I invited her into the back of the ambulance, where it was cooler. As I checked her pulse, she explained that she had schizophrenia, high blood pressure, and borderline diabetes. She’d stopped taking her medication because it made her feel off-balance — something I’d heard before, and something I understood.
Then, with the blunt curiosity that often comes with familiarity, she looked me up and down and asked a question about my sexuality — one that could have stung in another setting. But her tone wasn’t cruel; it was matter-of-fact. Before I could respond, she added, “My grandson’s gay, too. And I love him. When we walk down the street, he holds my hand. Don’t let these folks bother you, baby. You just be yourself.”
The tension in that ambulance dissolved into something like grace.
A mirror in the back of the ambulance
Ms. Mary didn’t know she was speaking to someone who had spent a lifetime wrestling with identity. I’d always been aware of my otherness — the way I walked, talked, and carried myself. At 6 years old, a cousin once asked, “Why do you walk like that? You walk like a girl.” Later, my grandmother, whom I loved deeply, told me I had “a spirit” inside me — one I should pray for God to take away. I didn’t understand then what that spirit was, only that it seemed to make people uneasy.
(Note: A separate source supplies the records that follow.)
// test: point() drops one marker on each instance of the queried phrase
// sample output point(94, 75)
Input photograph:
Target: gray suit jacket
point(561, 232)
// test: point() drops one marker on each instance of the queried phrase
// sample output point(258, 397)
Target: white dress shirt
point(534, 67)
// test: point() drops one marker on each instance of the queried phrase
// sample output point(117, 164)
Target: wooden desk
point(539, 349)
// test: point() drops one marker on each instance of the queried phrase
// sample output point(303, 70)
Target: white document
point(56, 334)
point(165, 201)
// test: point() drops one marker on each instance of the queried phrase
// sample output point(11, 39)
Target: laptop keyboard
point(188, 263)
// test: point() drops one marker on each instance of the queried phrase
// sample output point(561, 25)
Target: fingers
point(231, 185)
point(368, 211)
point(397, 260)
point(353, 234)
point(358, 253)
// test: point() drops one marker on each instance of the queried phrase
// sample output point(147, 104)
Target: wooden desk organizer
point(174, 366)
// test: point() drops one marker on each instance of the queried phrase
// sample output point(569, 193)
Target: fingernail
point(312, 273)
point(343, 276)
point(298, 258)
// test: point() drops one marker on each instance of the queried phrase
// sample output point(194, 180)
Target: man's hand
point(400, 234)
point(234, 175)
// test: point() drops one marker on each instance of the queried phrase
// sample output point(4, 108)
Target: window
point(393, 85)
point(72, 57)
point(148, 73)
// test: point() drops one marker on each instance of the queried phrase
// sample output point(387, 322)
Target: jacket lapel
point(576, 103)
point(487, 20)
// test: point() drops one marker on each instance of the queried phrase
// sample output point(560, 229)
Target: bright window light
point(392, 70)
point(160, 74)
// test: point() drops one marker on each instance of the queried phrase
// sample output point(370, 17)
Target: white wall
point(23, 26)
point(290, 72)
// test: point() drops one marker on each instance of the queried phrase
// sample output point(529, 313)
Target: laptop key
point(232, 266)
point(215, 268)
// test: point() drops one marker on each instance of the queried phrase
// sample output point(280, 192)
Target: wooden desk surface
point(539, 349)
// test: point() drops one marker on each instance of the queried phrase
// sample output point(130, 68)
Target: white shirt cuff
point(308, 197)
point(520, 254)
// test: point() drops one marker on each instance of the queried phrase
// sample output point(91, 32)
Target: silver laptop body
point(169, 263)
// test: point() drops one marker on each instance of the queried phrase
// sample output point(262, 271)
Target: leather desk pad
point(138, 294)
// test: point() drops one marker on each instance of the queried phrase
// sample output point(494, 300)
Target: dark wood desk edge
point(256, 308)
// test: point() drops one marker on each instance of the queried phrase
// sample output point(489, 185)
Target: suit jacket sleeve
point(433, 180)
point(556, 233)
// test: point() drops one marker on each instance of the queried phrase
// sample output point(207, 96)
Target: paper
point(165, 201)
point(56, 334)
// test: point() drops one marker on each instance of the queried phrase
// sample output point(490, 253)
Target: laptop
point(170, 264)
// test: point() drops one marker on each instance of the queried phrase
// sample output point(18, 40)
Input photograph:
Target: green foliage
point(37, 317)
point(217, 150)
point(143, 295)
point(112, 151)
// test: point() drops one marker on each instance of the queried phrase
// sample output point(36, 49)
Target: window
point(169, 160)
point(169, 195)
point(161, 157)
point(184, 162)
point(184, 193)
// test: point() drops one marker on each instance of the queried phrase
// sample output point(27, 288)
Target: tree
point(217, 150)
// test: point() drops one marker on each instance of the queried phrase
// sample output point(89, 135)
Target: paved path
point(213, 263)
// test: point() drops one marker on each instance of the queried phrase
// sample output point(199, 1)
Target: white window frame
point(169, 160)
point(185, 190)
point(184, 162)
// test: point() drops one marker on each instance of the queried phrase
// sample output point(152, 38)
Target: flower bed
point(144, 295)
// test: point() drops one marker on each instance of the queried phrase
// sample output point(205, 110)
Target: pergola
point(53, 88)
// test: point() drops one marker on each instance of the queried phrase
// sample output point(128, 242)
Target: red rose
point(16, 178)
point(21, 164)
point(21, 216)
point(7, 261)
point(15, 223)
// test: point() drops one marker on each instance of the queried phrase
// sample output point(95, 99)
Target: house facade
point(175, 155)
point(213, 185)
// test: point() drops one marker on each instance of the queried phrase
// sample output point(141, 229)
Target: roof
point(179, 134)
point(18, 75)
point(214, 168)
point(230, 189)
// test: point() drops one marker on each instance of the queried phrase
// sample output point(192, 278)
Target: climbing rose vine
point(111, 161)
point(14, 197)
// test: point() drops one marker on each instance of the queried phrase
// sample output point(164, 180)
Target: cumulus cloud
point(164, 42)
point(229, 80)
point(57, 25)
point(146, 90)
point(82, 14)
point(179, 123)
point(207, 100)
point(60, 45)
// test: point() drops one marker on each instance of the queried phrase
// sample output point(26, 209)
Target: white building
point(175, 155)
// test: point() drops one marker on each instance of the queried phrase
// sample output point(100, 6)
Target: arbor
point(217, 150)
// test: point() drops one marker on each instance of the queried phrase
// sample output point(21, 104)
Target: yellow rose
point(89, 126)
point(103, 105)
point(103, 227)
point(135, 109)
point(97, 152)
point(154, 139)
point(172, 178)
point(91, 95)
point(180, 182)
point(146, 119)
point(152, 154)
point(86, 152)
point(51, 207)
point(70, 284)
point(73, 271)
Her words filled me with confusion. How could I pray away something that felt natural? Something that was, in fact, me? Years later, in the back of that ambulance, Ms. Mary unknowingly answered my grandmother’s question. She told me, without apology or hesitation, to live in my truth. Her message — “You just be yourself” — felt like the permission I’d been waiting my whole life to receive.
Beyond the emergency
After that call, I couldn’t stop thinking about the deeper patterns I saw every day. So many people like Ms. Mary were cycling in and out of emergency rooms, never getting the long-term care they needed. So many families, like mine, were left to cope alone. Too many conversations about health stopped at the body and ignored the mind — and the structural issues that shape both.
Being an EMT taught me to treat the crisis in front of me. But I began to realize that the bigger work lay in preventing the crisis before it started. That’s when I found my way to public health. Public health asked the questions that had been haunting me all along: Why do people like Ms. Mary fall through the cracks? Why don’t families like mine get the help they deserve? Why do stigma and silence still have such power over who gets well — and who doesn’t? I wanted to do more than respond to emergencies. I wanted to change the conditions that caused them.
‘You’ve got work to do’
Months later, I saw Ms. Mary again. I was sitting at a red light in Atlanta’s West End when I spotted her — black mini-skirt, red sandals, same confident stride. I rolled down my window, waved, and called out to her. She turned, met my eyes, and said with a knowing smile: “Don’t be late, baby. You’ve got work to do.”
Then she kept walking. Her words have stayed with me. Because she was right — I do have work to do. Work that honors my mother. Work that lifts people like Ms. Mary. Work that challenges the systems that silence the vulnerable and stigmatize the misunderstood.
That single 911 call didn’t just change a shift — it changed my purpose. That’s why I chose public health: not for the prestige, but for the people. For those who walk through the world labeled as problems when, really, they are prophets — reminding us all what care should look like.
Anaré V. Holmes is a firefighter with the Atlanta Fire Rescue Department and an award-winning journalist. He has been honored by the state of Georgia for excellence in trauma care.